For the next hearing, De Yamat’s committee reinvited De Mozo and Father Andoy to appear. On the designated date, both De Mozo and Father Andoy did appear. The latter was accompanied by Monsi Ubanon, who was now retired as Rector of Quiapo Church. There was also a surprise witness in the person of Gidaben.

When the hearing started, the senators trained their questions at Monsi Ubanon, who earlier stated that on April 13 or 14, 1990, one Hijo discovered something at the back of the church, and that something turned out to be the boy that resembled the one described by De Gracia.

Senator Vlad Vasectomas (not allied with either Makatigbas or Sir Dikomo) said, “Monsignor Ubanon, can you please provide us details on what happened after one of the Hijos discovered “that something” that turned out to be a boy was discovered inside the church?”

Monsignor Ubanon replied, “When we checked the storeroom at the back of the church, we found the boy almost lifeless.

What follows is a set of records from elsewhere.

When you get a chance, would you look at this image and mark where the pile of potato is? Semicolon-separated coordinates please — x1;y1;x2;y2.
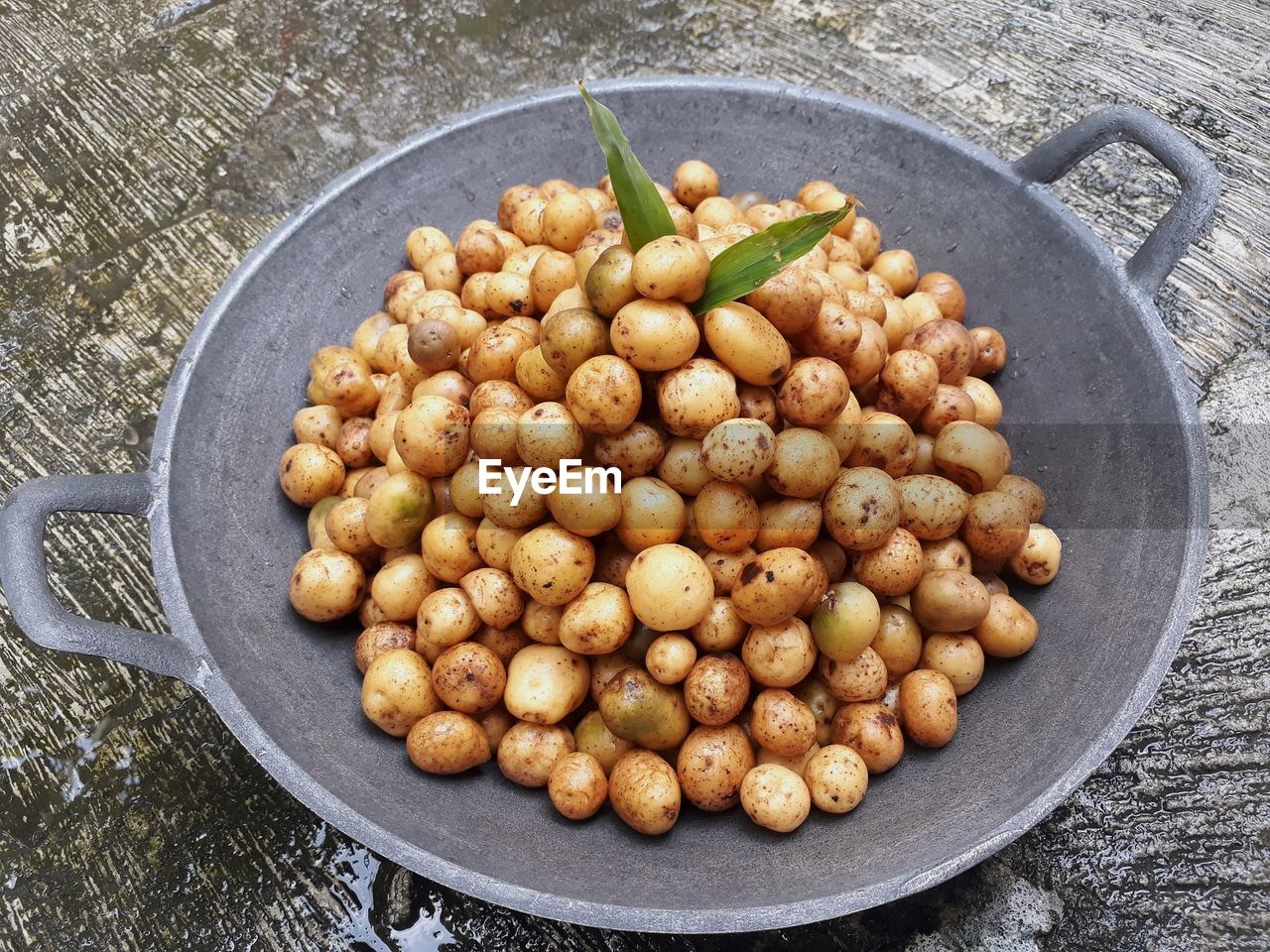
281;162;1060;834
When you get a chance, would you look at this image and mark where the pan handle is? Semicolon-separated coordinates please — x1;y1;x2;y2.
1013;105;1220;298
0;472;196;681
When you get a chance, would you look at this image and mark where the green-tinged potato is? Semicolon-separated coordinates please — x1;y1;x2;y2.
557;581;635;654
278;443;345;507
498;721;576;787
803;744;869;813
626;544;713;631
749;688;817;757
548;752;608;820
812;581;881;661
740;618;816;688
684;654;749;727
599;667;693;750
608;750;681;837
922;635;983;697
631;235;710;302
820;648;886;703
572;711;635;774
362;648;441;738
702;300;791;386
1006;522;1063;585
731;547;817;626
970;593;1036;657
503;645;590;724
898;669;956;748
676;724;754;812
606;299;701;372
353;622;414;674
511;523;595;606
740;765;812;833
823;467;901;551
290;548;366;622
829;702;904;774
405;711;490;774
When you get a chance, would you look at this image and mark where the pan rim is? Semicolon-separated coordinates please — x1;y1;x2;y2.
139;75;1209;933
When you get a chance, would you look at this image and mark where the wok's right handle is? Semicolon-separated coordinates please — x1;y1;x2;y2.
1013;105;1220;298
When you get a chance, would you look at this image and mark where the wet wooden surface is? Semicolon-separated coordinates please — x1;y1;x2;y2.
0;0;1270;951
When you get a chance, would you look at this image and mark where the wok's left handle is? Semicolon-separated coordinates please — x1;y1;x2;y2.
1013;105;1221;298
0;472;198;683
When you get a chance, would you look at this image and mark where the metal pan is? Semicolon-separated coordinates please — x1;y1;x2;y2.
0;78;1218;932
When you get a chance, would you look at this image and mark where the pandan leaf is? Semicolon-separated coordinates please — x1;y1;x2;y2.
693;202;854;313
577;82;675;251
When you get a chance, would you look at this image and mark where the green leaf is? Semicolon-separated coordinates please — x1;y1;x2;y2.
577;82;675;251
693;200;854;313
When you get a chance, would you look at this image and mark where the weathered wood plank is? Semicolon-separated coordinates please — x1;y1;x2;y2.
0;0;1270;949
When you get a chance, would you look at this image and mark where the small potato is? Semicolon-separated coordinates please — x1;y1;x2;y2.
1006;522;1063;585
290;548;366;622
970;593;1036;657
803;744;869;813
503;645;590;724
823;467;901;551
740;618;816;688
776;357;851;426
869;604;922;680
539;306;609;380
921;635;983;697
557;581;635;654
608;750;682;837
362;648;441;738
731;547;816;626
762;426;838;499
657;357;741;439
676;724;754;812
631;235;710;302
371;553;437;622
572;711;635;774
548;752;608;820
895;475;970;540
609;299;701;372
818;648;886;703
934;420;1010;493
917;272;965;321
845;410;917;479
749;688;816;757
869;248;917;298
366;472;436;548
624;544;713;631
690;596;753;652
405;711;489;774
278;443;345;508
693;479;758;552
812;581;881;661
353;622;414;674
829;702;904;774
698;417;776;484
970;327;1006;377
702;300;791;386
566;354;643;434
594;421;666;480
911;570;988;632
961;491;1031;563
644;635;698;684
498;721;576;787
740;765;812;833
511;523;595;606
898;669;956;748
854;530;922;595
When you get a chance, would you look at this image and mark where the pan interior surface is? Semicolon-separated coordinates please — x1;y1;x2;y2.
167;82;1193;929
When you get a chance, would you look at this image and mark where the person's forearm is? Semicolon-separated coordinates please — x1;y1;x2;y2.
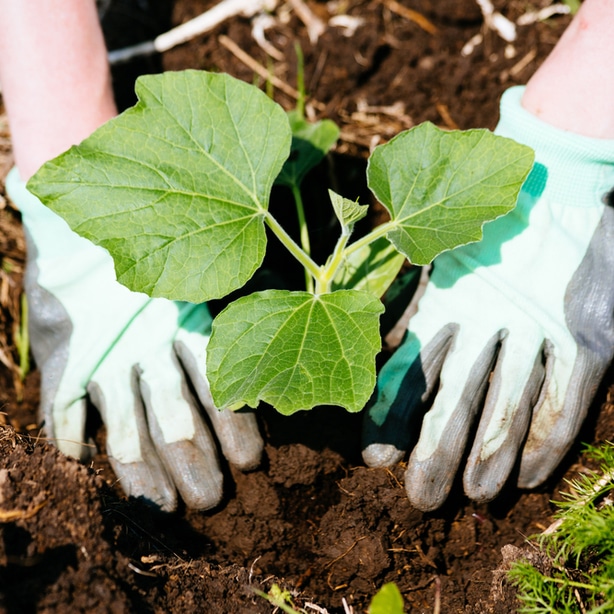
522;0;614;139
0;0;116;179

The only sign that he was alive was his pulse. He could hardly move. When we untied him, he crumpled to the ground, prompting us to rush him to the clinic at the rectory. A couple of hours or so later, his vital signs were back to normal. He spent the night in the rectory. On the next day, we informed then Police Chief De Mozo about the boy. He agreed to present the boy in a press conference later in the day. The press conference did not happen, however, because the police who escorted the boy lost him in the middle of that melee at the underpass. We have not heard anything about the boy since then.”

Vasectomas said, “Did it not somehow cross your mind that the boy you found inside the church was the same boy you baptized five years earlier?”

Ubanon said, “Nothing of that sort crossed our minds. Probably it would have been different if the information uncovered by this investigation was available at that time.”

Sotomayor butted in, “Madam Chair, with Senator Vasectomas’s permission, can I briefly ask Monsignor Ubanon something, please?”

De Yamat looked at the senator. “Senator Vasectomas?”

Vasectomas said, “Yes, Madam Chair. Senator Sotomayor may proceed. But after he is through with his questions, I would like to ask Mayor De Mozo something next.”

Sotomayor said, “I have only one or two questions, Madam Chair.”

De Yamat nodded. “Carry on, please.”

Sotomayor said, “Monsignor Ubanon, can you please educate us on why you baptized a baby who in all likelihood did not understand yet about what was happening to him?”

De Yamat interrupted. “Excuse me, Senator Sotomayor. I hope you don’t mind. But how is that related to the kidnapping that has been the topic of this investigation for the last three or four sessions?”

Sotomayor replied, “Because the baptism of one who probably was not even a month old could have made the identification of the child harder to facilitate. As it is, the abandoned child now appears to have two distinctly different names. I suppose any investigator would run into complications first before realizing that the two names would refer to only one person.”

De Yamat said, “That still doesn’t make your question relevant to me. But OK, let’s hear what Monsignor Ubanon has to say.”

Ubanon said, “As a popular born-again Christian evangelist, I assume that Senator Sotomayor shares a common belief with the basic Catholic teaching that, as the Bible says, unless we are born again, we cannot enter the kingdom of heaven. For Catholics, the rebirth happens during baptism. We know what happens if an infant dies without the benefit of baptism. So, we have a duty to baptize infants even at the time when we know they have little capacity yet to decide for themselves. At any rate, we are all connected to the creator, and ourselves to others—we recite the Apostles’ Creed every day during the Holy Mass acknowledging, among other things, ‘the communion of saints’; we can trace this link to as far back as the beginning of creation, when Adam and Eve fell from grace. By that link we can lift each other up, deserving of mercy and redemption, so that by baptism we may be reunited with God in his kingdom, who reigns in perpetuity.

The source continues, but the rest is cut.